The Sevilla slab, one of many unearthed in Jamaica in Nueva Sevilla in the early twentieth century is of great significance as already signaling a ‘creole’ product since it is thought to have been the joint work of Arawaks working with a Spanish Craftsman. It is argued that these slabs represent one of the earliest found assimilations of “mimetic aesthetic of Renaissance Spain and the dynamic aesthetic of the Arawak religio-symbolic system of carving of zemis.”

 

Contemporary Hindu wedding ceremony, Trinidad
 

In similar vein, the religious and gender belief systems of African populations brought to the Caribbean were denied its internal integrity, the yardstick of measurement being the monotheism of Christianity.
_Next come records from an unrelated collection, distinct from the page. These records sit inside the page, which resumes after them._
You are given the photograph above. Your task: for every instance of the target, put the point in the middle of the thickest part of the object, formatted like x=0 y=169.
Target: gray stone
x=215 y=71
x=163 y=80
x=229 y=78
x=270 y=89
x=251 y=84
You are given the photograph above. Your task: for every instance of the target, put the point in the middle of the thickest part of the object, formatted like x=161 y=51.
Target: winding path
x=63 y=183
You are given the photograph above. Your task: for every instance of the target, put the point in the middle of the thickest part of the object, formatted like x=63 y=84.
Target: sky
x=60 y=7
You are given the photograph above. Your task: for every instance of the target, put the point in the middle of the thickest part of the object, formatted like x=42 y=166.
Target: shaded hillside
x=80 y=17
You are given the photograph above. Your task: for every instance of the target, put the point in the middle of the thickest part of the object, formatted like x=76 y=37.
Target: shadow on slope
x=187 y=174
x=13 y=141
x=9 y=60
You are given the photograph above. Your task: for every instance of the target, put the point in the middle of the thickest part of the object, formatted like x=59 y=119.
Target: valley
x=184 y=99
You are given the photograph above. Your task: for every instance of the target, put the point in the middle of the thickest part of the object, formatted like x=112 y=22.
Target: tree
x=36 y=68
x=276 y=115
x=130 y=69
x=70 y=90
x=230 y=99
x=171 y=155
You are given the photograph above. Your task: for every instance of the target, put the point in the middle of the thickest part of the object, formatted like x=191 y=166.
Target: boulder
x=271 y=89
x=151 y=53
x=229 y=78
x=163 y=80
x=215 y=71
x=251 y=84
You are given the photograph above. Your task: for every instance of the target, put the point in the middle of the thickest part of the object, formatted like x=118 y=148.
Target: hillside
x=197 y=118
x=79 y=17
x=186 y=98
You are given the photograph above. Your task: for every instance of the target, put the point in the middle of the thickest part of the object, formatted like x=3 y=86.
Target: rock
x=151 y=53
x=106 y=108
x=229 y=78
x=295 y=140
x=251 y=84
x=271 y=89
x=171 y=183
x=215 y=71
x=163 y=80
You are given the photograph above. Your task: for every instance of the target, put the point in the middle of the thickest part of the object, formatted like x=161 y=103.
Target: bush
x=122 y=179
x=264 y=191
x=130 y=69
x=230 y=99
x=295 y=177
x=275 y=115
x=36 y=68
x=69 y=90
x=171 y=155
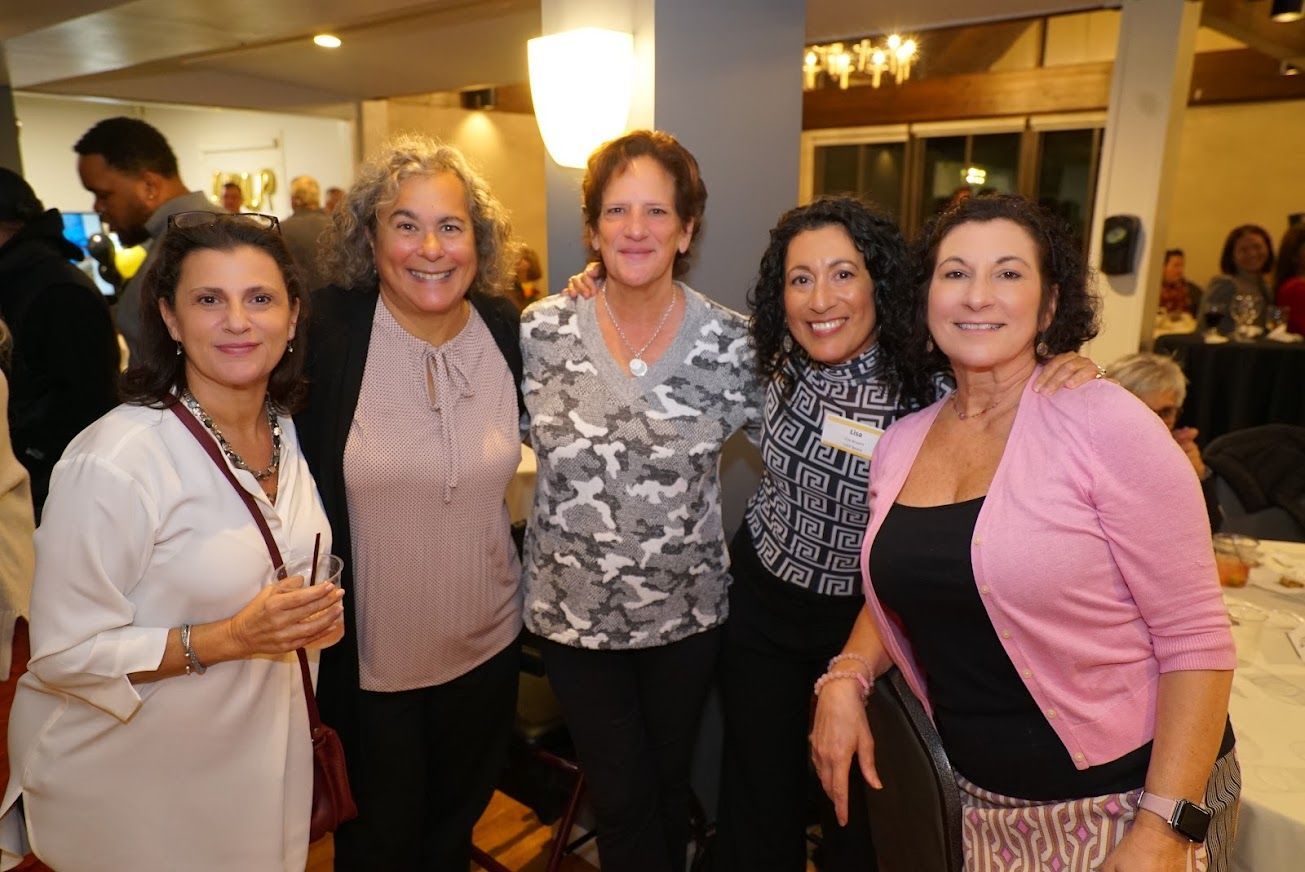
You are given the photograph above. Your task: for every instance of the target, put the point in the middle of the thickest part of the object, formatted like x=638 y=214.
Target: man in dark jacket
x=64 y=346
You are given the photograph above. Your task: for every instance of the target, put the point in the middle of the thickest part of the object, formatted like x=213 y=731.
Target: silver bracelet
x=192 y=662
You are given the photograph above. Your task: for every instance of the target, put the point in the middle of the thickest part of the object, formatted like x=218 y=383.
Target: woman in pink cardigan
x=1039 y=568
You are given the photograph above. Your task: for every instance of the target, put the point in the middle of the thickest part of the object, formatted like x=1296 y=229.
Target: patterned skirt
x=1008 y=834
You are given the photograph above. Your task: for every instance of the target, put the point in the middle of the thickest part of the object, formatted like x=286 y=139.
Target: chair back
x=915 y=819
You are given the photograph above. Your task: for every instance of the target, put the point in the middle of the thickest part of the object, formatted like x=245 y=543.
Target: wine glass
x=1244 y=312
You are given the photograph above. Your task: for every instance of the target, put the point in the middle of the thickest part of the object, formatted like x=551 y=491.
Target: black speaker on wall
x=1120 y=236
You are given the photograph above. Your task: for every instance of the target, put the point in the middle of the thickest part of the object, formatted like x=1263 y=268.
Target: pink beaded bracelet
x=833 y=676
x=851 y=655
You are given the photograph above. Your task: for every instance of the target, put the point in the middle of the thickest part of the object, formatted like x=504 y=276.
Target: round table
x=1233 y=385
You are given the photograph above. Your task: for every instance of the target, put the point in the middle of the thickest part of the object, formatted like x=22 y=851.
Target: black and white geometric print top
x=809 y=512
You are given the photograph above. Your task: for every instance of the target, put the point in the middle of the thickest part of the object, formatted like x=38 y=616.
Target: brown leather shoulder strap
x=210 y=447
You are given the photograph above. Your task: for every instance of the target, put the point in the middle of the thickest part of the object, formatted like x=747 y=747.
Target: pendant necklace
x=260 y=475
x=638 y=367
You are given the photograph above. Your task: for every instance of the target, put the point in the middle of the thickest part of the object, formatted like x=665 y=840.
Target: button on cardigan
x=1092 y=555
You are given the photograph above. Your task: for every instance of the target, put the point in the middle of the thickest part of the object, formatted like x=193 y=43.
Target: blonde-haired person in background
x=1159 y=383
x=303 y=230
x=413 y=432
x=17 y=555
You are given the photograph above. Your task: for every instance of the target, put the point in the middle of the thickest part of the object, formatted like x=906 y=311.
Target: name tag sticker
x=850 y=436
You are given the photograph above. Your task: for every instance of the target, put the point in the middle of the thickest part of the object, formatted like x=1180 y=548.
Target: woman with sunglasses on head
x=1073 y=653
x=162 y=721
x=413 y=430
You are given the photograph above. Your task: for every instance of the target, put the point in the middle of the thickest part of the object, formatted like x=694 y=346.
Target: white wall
x=1237 y=165
x=202 y=139
x=504 y=146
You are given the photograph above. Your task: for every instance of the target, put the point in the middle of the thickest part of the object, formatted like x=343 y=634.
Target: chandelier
x=839 y=60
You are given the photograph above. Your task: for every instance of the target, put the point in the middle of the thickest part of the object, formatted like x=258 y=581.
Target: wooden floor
x=508 y=830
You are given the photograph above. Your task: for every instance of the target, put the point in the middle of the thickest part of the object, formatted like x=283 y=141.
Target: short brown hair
x=158 y=370
x=612 y=158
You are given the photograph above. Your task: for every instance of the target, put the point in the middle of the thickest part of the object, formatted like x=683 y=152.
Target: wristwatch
x=1189 y=820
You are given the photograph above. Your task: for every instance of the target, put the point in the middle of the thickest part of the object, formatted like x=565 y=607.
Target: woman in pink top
x=1039 y=568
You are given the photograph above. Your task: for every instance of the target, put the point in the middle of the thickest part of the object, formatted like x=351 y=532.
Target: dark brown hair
x=159 y=371
x=612 y=158
x=1060 y=263
x=1228 y=261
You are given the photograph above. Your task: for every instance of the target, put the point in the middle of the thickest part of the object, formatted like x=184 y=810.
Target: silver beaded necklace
x=261 y=475
x=638 y=367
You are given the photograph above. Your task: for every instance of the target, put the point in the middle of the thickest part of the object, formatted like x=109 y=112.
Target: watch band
x=1188 y=819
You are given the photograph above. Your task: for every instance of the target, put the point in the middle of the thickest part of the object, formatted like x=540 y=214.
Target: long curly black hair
x=1061 y=265
x=884 y=249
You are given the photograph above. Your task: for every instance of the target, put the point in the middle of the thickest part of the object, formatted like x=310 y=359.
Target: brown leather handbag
x=333 y=802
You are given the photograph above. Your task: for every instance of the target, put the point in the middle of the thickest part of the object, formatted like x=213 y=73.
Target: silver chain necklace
x=261 y=475
x=638 y=367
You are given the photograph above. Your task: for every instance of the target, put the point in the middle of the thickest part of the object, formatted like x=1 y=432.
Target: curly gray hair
x=347 y=253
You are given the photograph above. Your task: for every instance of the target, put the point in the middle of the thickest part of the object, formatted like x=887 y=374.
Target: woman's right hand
x=585 y=282
x=841 y=730
x=287 y=615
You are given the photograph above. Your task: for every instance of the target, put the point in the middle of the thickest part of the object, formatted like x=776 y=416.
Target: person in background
x=16 y=524
x=64 y=357
x=162 y=722
x=1074 y=654
x=413 y=430
x=1291 y=277
x=1177 y=295
x=632 y=396
x=1245 y=263
x=131 y=170
x=232 y=197
x=334 y=196
x=1159 y=383
x=304 y=229
x=526 y=289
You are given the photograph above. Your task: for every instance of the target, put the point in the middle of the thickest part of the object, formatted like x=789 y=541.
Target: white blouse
x=142 y=533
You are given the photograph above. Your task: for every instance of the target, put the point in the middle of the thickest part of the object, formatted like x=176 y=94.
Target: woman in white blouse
x=162 y=722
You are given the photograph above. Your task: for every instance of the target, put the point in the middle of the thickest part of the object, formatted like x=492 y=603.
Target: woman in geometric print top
x=829 y=320
x=632 y=394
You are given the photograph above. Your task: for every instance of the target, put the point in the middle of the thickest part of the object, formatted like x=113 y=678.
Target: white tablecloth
x=1267 y=709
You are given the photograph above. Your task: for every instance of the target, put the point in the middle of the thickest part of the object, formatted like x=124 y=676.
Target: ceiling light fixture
x=576 y=109
x=839 y=62
x=1287 y=11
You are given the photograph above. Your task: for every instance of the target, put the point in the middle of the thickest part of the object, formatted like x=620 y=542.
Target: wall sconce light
x=581 y=82
x=1287 y=11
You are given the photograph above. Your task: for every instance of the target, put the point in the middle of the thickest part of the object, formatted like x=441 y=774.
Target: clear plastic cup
x=1248 y=625
x=328 y=568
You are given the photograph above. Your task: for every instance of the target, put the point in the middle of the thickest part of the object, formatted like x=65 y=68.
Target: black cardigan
x=339 y=330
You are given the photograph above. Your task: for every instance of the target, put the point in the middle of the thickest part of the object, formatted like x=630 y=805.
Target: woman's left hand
x=1066 y=370
x=1149 y=846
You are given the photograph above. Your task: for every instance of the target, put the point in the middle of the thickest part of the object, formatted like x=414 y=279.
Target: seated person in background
x=1246 y=257
x=1291 y=277
x=1177 y=295
x=1159 y=383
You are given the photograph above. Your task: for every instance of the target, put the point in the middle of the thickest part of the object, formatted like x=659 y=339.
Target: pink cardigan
x=1092 y=558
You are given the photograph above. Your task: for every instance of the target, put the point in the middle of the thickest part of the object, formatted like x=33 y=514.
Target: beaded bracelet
x=833 y=676
x=850 y=655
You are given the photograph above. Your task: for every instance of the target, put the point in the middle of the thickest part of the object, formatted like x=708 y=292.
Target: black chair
x=915 y=819
x=539 y=736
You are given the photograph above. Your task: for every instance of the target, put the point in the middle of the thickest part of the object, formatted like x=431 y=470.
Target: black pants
x=778 y=641
x=428 y=764
x=633 y=716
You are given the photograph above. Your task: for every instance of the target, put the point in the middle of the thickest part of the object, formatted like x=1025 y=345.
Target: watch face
x=1192 y=820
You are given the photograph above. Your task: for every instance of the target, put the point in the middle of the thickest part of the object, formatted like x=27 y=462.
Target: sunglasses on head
x=201 y=218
In the above illustration, James Phillipo, a Christian missionary to Jamaica in the early nineteenth century describes the African burial rights as heathen, just as the practices of Hinduism were once defined as pagan. How do we revisit these symbolic constructions of the past and rewrite a script that is more respectful of varied belief systems and thus respectful of difference?

One of the processes by which this can be done is by visually deconstructing the past and un-learning the symbolic order once inscribed. We must question who judged these belief systems as heathen and whose values are still residual in the contemporary understanding or aesthetic appreciation of these practices.

The presentation at the recent UWI Research Day forum was the first film in a documentary series entitled A Different Imagination. In addition, the presentation highlighted alternative use of images collected in this project which are being placed on a searchable Internet gender imagebase entitled Cultural Crossings, a project carried out in collaboration with Professor Edna Bay of Emory University, Atlanta, from her research in West Africa. Juxtaposing gender images of the Caribbean alongside those of West Africa for use by students and researchers in the region the project allows us to cross classify our visual data against those from the societies where forced migration from African originated, again posing different comparisons and questions for students and researchers alike to take us from the past into a present and future configuration of how we learn to see each other and ourselves.